Patients needing long-term control or with persistently high inflammation are often evaluated for IL-1 inhibitors. Monitoring includes infection risk, vaccines, CBC, liver and kidney function, SAA, urine protein, and quality of life.
Long-term Care
Long-term care includes a flare diary, rash photos, triggers, inflammatory markers, SAA, urinalysis and protein, kidney function, and treatment safety. Children also need growth, school, and activity planning.

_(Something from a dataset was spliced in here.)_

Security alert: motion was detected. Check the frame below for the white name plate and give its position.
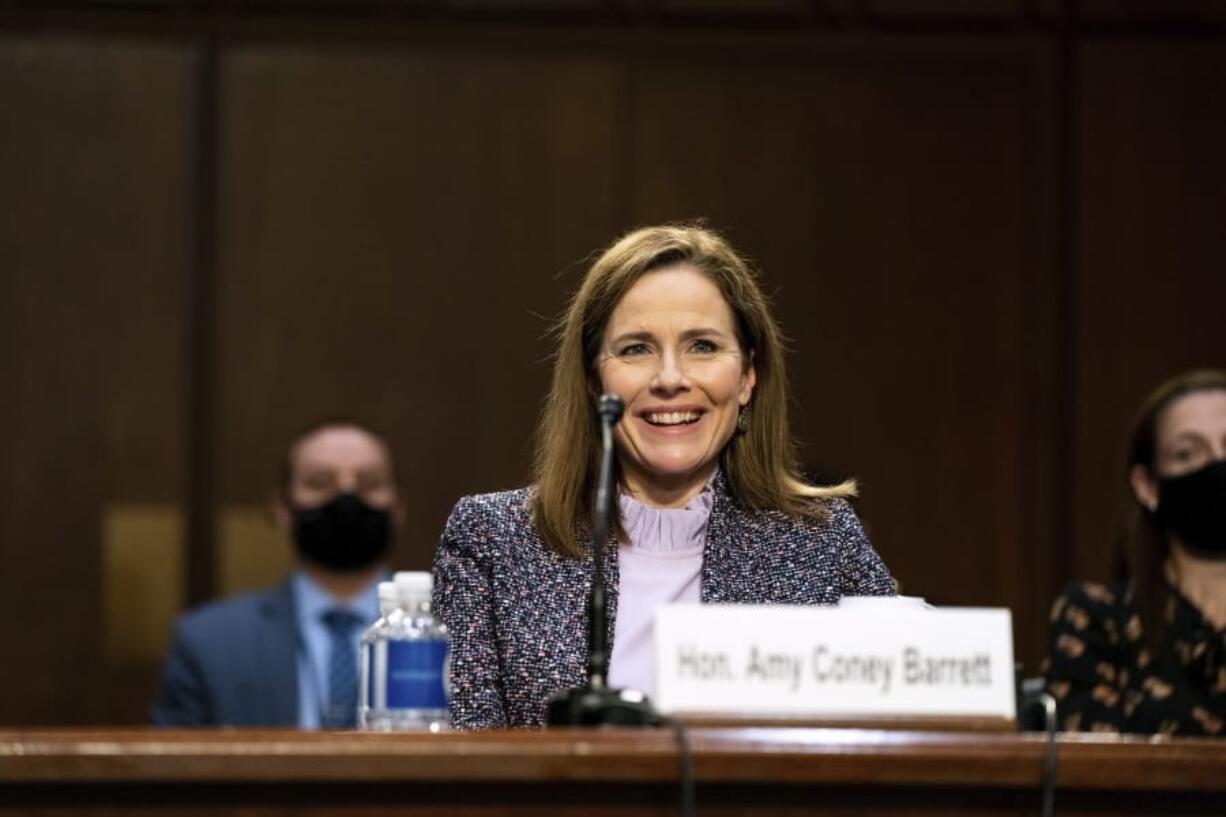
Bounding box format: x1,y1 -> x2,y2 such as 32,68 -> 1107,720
653,599 -> 1016,720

A written flare plan helps avoid restarting from scratch with every fever while still staying alert for real infections.
Fertility and Family
TRAPS is usually autosomal dominant, but penetrance and severity vary. First-degree relatives can consider testing after genetic counseling; pregnancy planning should review inheritance risk and medicine safety.
When to Seek Urgent Care
Emergency care is needed for persistent high fever with poor responsiveness, dehydration, severe abdominal or chest pain, breathing trouble, altered consciousness, severe eye pain or vision change, reduced urination or swelling, or suspected serious infection during immune treatment.
Prognosis
Regular monitoring and anti-inflammatory treatment can reduce attacks; persistent inflammation and AA amyloidosis are the major threats to kidney outcome.